Hosted by FAMU, introduced to us by Pavel Jech, the Dean of Faculty, as the ‘oldest democratic film school in the world’, this is the second seminar preparing our Framework for European Film Education, in Prague, Czech Republic. FAMU is housed in the National Theatre, one of the central buildings in the Velvet Revolution of 1989, and a living reminder of the power of arts and culture to embody political and social change.
The atmosphere, fabric, intellectual weight, and heritage of FAMU reminds me of Rajko Grlic’s ‘Interactive Film School‘ – a beautifully realised immersive film school programme released on CD-ROM nearly 20 years ago. Even down to the slightly grumpy looking security guard. Professor Grlic graduated from.. FAMU. Conversations in the lift, corridors, outside spaces confirm Pavel’s claim that this is an international film school, welcoming emerging film-makers from all over Europe and the world beyond.

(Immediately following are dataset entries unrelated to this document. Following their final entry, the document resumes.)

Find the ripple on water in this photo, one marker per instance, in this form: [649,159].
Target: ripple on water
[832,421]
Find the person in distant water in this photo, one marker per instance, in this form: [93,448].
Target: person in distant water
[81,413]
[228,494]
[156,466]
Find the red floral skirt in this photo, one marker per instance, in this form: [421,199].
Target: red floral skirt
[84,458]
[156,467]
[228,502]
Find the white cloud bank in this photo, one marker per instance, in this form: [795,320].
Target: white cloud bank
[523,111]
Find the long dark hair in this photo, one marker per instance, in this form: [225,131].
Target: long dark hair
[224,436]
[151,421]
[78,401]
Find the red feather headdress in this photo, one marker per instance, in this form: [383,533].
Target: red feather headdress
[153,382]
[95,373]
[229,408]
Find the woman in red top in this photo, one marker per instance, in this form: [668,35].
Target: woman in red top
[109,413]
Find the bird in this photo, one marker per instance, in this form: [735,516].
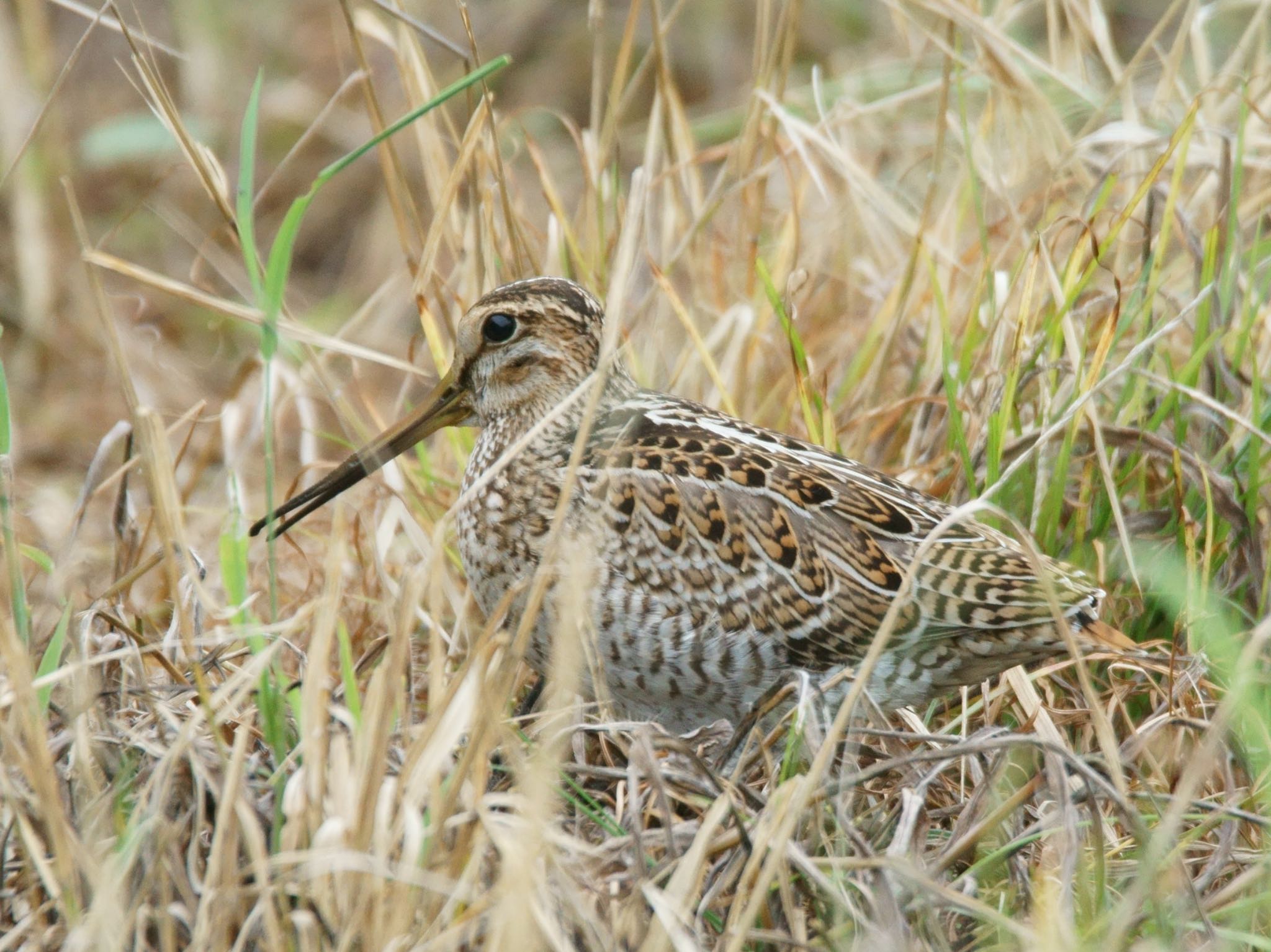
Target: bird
[720,559]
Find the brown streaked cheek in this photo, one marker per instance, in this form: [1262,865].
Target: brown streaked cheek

We were in a large classroom overlooking the Vltava, the Charles Bridge, and the castle. Right in the heart of European film education, and an appropriate place to debate, discuss, argue over principles and priorities in educating people of all ages in this ‘richest and most complex artform’.
The seminar is organised alongside the Czech Film Archive’s national conference on film education, and Pavel Bednarik has set up screenings of Jiri Menzel’s remastered Closely Observed Trains, and a compilation of animated shorts; tomorrow evening he takes us around the National Film Archive.